ETA Legacy: Bildu’s Struggle to Confront Its Past and Move Forward in Basque Politics

by time news

ETA ended half a century of terror in October 2011 and disbanded in May 2018. Without this, Euskadi has moved towards normalizing political, social and coexistence, one of the highlights of which has been general participation in the institutions of the nationalist left. But the same Abertzale leftist, supported by EH Bildu, still does not clearly confront its past of political collusion with the terrorist group. The latest example of this moral debt was given on Monday by Pelo Otxandiano, its candidate for Lehendakari in Sunday’s elections on SER, with his resistance, full of euphemisms, to recognize that ETA was a terrorist group and without any The criminal history of the excuse was condemned. Which resulted in more than 850 deaths.

In recent years, the Sovereignty Coalition has made notable steps toward reaching out to victims – with a recognition that their pain should never have happened – and rejecting violence. But this is pending clear recognition that ETA should never have existed, that terrorism was never justified and that Abertzel sided with it politically for too long, even though in the end it contributed to its disarmament and disintegration. Eliminating this deficit first coincided with Sortu, a key party in the coalition, which is the successor to Batasuna and whose statutes reject political violence, a move that allowed its legalization by the Constitutional Court in 2012. Other members of the coalition, such as Aralar or Eusko Alkartasuna, have a clear track record of condemning terrorism.

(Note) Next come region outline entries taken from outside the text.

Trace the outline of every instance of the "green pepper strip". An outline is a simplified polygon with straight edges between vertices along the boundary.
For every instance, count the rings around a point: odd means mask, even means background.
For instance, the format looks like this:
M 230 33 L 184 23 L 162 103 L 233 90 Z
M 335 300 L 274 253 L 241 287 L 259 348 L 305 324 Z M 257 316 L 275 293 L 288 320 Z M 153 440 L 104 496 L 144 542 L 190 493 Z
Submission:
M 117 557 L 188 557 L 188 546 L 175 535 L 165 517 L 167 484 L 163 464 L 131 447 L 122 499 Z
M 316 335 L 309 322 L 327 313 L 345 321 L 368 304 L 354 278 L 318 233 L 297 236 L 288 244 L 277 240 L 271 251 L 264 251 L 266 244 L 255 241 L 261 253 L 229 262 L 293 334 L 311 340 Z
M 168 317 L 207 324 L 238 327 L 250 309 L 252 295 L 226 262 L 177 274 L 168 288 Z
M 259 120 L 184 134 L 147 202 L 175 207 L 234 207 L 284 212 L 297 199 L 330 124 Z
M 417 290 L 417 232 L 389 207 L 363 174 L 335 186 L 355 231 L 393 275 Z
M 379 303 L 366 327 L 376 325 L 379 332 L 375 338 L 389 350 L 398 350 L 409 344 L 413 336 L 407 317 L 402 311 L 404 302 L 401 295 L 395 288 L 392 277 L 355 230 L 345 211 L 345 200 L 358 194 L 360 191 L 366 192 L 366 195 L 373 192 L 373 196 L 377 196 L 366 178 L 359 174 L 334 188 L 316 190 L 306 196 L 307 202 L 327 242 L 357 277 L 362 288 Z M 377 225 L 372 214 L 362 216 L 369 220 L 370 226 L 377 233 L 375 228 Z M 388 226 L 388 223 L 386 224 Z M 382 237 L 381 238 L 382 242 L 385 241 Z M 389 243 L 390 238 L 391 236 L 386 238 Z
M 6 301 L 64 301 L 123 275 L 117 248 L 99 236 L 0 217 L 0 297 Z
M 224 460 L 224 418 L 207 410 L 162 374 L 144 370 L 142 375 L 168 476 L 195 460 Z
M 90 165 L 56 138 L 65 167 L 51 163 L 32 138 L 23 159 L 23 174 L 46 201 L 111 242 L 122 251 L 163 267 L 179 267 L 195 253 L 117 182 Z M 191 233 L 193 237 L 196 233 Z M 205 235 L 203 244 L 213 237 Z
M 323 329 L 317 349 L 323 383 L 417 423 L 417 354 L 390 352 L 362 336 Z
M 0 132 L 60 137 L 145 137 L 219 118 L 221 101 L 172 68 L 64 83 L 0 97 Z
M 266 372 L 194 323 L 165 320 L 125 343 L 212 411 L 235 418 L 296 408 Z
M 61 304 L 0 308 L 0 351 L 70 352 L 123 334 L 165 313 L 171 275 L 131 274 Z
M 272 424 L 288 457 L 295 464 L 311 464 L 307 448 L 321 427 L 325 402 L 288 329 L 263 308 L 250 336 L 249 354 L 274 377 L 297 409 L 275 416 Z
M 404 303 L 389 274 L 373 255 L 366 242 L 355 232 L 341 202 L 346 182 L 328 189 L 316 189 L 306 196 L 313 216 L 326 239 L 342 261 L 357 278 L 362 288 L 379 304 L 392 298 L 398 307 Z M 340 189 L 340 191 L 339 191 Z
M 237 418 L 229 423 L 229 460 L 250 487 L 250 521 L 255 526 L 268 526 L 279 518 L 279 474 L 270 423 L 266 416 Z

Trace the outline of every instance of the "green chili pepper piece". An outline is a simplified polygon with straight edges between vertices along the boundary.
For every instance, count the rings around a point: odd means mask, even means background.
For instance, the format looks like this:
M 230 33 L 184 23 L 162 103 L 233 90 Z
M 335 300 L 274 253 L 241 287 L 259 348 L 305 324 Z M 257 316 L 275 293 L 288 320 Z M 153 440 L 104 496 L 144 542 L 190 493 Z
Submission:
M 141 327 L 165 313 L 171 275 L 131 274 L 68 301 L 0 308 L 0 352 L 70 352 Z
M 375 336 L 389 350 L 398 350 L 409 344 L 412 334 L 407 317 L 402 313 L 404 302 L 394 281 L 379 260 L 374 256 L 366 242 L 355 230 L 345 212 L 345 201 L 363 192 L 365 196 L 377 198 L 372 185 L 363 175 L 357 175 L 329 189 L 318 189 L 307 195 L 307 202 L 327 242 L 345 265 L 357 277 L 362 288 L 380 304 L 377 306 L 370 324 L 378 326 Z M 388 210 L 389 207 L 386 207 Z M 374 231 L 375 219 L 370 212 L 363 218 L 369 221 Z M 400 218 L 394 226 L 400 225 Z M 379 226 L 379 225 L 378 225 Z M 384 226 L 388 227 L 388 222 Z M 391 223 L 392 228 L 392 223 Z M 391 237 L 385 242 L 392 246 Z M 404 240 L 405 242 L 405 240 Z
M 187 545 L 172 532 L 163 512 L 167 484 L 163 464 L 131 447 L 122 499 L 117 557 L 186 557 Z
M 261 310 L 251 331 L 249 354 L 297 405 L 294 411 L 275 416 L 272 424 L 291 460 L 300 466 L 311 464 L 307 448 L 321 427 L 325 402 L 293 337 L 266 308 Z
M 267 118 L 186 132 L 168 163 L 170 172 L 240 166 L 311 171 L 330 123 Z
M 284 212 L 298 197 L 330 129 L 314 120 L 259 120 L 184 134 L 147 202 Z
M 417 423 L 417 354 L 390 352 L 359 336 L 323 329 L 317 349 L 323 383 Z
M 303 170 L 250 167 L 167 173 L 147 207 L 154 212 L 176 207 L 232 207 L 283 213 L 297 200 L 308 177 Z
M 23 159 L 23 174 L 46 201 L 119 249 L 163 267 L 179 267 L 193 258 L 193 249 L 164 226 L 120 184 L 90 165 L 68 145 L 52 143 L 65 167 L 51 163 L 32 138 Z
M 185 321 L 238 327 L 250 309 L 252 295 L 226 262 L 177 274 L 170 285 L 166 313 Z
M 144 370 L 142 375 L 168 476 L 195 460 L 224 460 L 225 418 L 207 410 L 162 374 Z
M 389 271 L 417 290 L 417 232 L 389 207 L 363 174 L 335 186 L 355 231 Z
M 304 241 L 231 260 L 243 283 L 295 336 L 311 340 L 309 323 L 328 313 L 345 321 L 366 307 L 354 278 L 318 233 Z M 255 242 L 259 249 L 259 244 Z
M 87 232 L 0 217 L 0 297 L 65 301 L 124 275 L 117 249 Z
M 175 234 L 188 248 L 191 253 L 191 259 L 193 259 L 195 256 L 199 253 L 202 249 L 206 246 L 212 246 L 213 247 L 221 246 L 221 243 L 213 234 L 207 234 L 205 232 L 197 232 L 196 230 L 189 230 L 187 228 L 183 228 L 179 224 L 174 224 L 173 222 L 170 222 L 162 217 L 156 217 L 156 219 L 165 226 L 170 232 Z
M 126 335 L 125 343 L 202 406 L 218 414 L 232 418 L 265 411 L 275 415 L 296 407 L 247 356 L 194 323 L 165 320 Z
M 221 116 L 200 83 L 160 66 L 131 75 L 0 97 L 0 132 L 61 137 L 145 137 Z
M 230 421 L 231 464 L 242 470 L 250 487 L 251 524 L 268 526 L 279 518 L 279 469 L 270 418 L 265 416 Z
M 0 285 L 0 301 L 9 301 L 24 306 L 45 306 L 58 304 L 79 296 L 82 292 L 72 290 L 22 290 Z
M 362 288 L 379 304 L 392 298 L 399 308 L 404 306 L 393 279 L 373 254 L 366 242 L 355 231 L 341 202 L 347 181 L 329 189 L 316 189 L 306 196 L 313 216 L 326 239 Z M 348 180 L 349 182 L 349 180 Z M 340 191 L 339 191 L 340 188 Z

Bildu is considering the possibility of winning Basque elections for the first time and has launched a campaign focused on the daily problems of citizens. Their strategy – now torpedoed by Otxandiano himself – suits a society, especially its younger generation, for which terrorism has come to seem somewhat distant and concern about ETA is almost zero. But turning the page does not mean forgetting, and the memories of the victims and the story of what the horror was like cannot be dictated by those who have the most to repent.

The government and the PSOE, especially the Basque socialists, reacted with the necessary firmness to Pelo Otxandiano’s words, despite the contradiction of Bildu’s parliamentary support for the executive of Pedro Sánchez. The criticisms raised by it should not forget that the coalition is completely legal, that the PSOE does not co-govern with it anywhere, and that other parties, including the PP, have matched their votes with the nationalist formation on several occasions. . All democratic forces should be interested in repaying all their debts to democracy once and for all rather than turning this issue – which fortunately refers to a dramatic time gone by – into a part of a partisan fight.